I'm working with the qqnorm function in R to generate theoretical quantiles from a dataset of integers. I expected the quantiles calculated by qqnorm and those calculated manually using the quantile formula to be identical for any size of the dataset. However, I found that this is only true for n = 1 and n > 10. Here’s the code I used:
# Define the function to compare quantiles
compare_quantiles <- function(n) {
data <- 1:n
qq_result <- qqnorm(data, plot = FALSE)
theoretical_quantiles_qq_norm <- qq_result$x
theoretical_quantiles_by_hand <- qnorm((1:length(data) - 0.5) / length(data))
# Check if the quantiles are identical
identical_results <- all.equal(theoretical_quantiles_qq_norm, theoretical_quantiles_by_hand)
return(identical_results)
}
# Check for n = 1 to n = 100
results <- sapply(1:100, compare_quantiles)
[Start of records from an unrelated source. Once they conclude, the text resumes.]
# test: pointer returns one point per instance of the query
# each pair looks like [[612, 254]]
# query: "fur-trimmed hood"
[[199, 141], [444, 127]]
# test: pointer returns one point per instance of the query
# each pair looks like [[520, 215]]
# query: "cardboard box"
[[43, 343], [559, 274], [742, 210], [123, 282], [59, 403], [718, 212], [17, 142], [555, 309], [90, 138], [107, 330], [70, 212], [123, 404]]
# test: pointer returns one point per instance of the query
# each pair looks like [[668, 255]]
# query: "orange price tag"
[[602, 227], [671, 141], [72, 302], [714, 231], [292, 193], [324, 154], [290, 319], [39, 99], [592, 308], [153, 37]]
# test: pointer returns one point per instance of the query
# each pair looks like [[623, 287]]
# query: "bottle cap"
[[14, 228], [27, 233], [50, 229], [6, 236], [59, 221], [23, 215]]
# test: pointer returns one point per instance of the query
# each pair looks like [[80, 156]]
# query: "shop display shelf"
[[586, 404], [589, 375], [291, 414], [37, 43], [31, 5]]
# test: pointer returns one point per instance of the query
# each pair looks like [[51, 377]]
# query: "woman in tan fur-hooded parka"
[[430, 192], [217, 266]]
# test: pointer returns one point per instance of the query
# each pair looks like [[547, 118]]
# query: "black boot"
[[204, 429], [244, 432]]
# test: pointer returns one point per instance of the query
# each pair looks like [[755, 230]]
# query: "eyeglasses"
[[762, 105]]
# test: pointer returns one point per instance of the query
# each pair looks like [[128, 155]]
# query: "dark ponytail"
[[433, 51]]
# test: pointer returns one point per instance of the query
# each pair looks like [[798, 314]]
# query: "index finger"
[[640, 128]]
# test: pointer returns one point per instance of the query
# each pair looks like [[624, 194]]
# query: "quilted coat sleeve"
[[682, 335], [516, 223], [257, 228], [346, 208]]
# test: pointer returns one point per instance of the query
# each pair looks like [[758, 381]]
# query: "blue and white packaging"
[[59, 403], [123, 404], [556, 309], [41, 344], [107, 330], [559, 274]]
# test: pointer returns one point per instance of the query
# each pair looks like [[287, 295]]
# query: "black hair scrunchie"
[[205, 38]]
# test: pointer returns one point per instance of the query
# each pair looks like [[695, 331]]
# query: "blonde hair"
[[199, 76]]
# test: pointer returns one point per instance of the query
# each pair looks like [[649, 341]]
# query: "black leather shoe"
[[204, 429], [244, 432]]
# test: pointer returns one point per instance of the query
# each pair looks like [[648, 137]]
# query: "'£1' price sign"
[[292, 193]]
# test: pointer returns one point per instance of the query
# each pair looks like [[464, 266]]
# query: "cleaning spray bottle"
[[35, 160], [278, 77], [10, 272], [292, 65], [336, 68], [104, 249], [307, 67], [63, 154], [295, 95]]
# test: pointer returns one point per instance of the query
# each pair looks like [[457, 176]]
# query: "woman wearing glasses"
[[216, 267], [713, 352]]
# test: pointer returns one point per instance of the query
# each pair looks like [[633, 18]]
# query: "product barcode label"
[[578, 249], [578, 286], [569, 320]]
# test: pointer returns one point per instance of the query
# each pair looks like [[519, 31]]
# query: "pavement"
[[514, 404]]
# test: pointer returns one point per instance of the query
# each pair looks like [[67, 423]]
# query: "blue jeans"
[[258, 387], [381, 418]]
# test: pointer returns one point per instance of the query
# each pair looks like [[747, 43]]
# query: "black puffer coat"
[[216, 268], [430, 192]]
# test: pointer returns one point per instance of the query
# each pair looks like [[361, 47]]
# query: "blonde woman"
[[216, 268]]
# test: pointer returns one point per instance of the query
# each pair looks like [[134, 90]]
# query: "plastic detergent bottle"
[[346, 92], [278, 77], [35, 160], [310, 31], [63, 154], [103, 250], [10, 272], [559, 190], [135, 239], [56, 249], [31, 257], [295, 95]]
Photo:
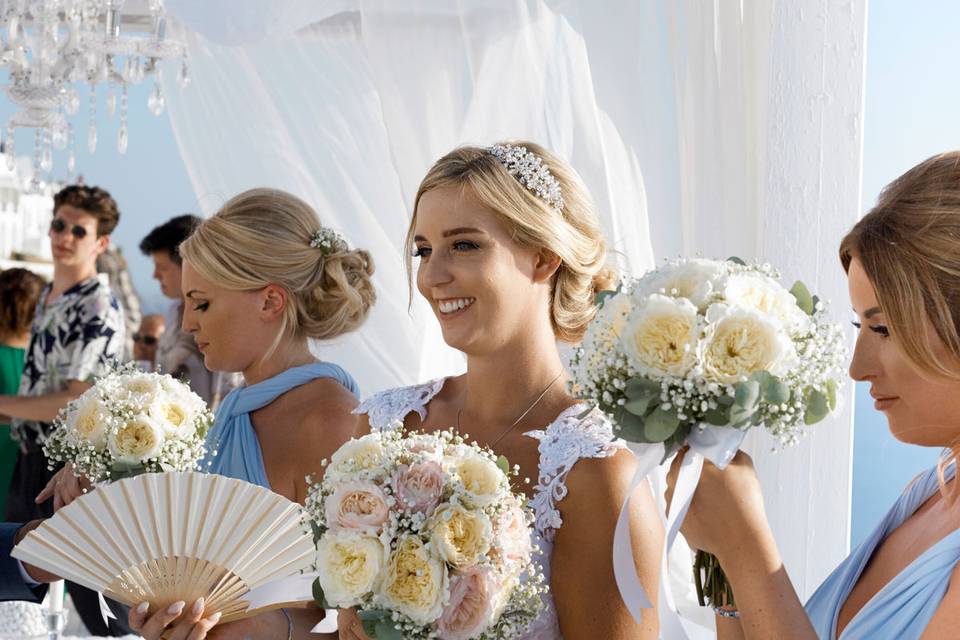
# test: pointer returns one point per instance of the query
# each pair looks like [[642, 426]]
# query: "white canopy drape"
[[713, 128]]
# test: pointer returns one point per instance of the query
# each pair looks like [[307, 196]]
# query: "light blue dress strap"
[[232, 445], [902, 609]]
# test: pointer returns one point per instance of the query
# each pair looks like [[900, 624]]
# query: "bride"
[[510, 260]]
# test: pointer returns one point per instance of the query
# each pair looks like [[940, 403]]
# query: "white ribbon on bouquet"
[[706, 442]]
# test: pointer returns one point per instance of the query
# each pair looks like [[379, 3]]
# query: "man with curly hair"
[[78, 329]]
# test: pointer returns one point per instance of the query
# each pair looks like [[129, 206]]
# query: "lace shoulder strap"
[[565, 441], [387, 409]]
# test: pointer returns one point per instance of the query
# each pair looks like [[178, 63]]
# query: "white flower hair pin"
[[328, 241], [529, 170]]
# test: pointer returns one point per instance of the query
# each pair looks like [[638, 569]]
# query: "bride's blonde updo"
[[573, 233], [262, 237]]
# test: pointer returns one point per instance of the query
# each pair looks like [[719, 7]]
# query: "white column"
[[811, 199]]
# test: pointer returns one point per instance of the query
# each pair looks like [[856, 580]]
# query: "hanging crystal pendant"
[[156, 102], [184, 78]]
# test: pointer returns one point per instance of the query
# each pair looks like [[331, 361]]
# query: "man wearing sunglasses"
[[78, 329]]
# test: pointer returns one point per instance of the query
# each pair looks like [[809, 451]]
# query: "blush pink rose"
[[512, 534], [470, 609], [418, 487], [358, 506]]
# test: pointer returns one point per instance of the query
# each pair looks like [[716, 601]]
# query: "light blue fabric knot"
[[902, 609], [232, 437]]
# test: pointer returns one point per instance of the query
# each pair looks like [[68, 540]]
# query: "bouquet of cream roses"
[[423, 535], [697, 352], [131, 422]]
If you look at the code for qqnorm
, you'll find the line
x <- qnorm(ppoints(n))[order(order(y))]
So rather than using (1:length(data) - 0.5) / length(data)
as you do, it uses this helper function. The ppoints
function is defined as
function (n, a = if (n <= 10) 3/8 else 1/2)
{
if (length(n) > 1L)
n <- length(n)
if (n > 0)
(1L:n - a)/(n + 1 - 2 * a)
else numeric()
}
If you bring up the helper function documentation with ?ppoints
. It points out
The choice of
a
follows the documentation of the function of the same name in Becker et al (1988), and appears to have been motivated by results from Blom (1958) on approximations to expect normal order statistics (see also quantile).
So the function is designed to work differently for values of N less that 10 presumably because of the better statistical properties described in the referenced sources. Presumably an adjustment for small sample sizes.